Stock-based compensation

   
10,954
   
14,054
 

Other non-cash compensation

    7,086     6,646  

Depreciation and amortization

    8,722     6,486  

Amortization of deferred revenue

    (1,071 )   (1,071 )

Non-GAAP operating loss

 
$

(19,859

)

$

(44,022

)

Additional Information and Where To Find It

        This letter may be deemed to be solicitation material in respect of the matters to be considered at the 2009 Annual Meeting of Stockholders. Amylin has filed the definitive proxy statement with the Securities and Exchange Commission ("SEC") on April 20, 2009. INVESTORS AND SECURITYHOLDERS ARE URGED TO READ THE PROXY STATEMENT, THE BLUE PROXY CARD AND ANY OTHER RELEVANT DOCUMENTS FILED OR THAT WILL BE FILED WITH THE SEC BECAUSE THEY CONTAIN IMPORTANT INFORMATION. Investors and securityholders may obtain the proxy statement and other relevant documents free of charge at the SEC's Web site, www.sec.gov or from Amylin Investor Relations at 9360 Towne Centre Drive, San Diego, California 92121.
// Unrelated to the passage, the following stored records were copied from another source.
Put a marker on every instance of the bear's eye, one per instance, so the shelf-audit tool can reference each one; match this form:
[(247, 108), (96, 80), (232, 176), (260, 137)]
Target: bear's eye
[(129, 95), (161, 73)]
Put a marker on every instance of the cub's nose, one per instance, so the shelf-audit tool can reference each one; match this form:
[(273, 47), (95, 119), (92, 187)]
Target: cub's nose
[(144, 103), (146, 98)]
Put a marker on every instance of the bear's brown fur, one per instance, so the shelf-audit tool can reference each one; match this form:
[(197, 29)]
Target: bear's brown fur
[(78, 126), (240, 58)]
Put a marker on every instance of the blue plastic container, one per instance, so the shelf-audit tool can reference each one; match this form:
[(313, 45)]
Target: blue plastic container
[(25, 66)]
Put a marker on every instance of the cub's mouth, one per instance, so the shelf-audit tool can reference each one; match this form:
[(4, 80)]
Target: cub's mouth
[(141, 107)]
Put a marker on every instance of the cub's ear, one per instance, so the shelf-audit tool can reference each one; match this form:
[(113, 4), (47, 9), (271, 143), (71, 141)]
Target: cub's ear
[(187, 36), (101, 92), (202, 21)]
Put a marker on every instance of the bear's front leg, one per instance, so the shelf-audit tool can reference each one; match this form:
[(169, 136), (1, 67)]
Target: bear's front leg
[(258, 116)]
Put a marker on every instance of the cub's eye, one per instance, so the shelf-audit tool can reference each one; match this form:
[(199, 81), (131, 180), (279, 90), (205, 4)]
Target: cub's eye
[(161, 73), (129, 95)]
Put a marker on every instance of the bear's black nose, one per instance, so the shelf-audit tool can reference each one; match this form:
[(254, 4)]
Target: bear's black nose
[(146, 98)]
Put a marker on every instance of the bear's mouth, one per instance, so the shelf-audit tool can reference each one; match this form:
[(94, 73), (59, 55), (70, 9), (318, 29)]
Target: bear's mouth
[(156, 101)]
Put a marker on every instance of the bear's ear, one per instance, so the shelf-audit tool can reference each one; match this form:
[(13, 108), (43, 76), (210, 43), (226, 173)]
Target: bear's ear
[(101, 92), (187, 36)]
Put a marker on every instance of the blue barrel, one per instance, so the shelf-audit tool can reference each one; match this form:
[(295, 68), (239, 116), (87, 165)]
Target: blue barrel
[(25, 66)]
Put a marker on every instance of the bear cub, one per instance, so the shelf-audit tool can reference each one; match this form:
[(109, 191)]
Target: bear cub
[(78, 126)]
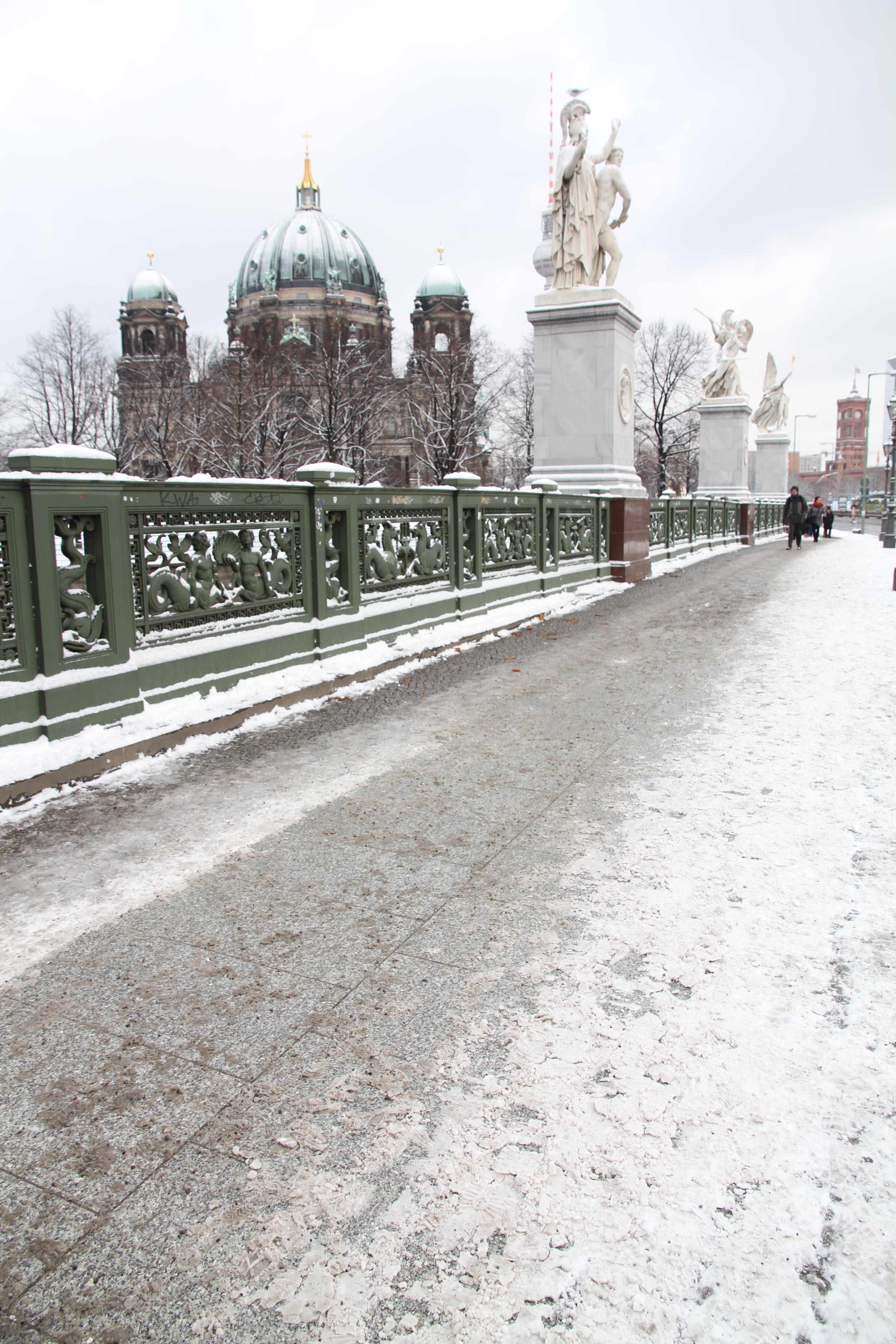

Participants in Solicitation

        Amylin and its directors and executive officers and other members of management and employees may be deemed to be participants in the solicitation of proxies in respect of the matters to be considered at the 2009 Annual Meeting of Stockholders. Information regarding the interests of Amylin's directors and executive officers in the proxy contest are included in Amylin's definitive proxy statement.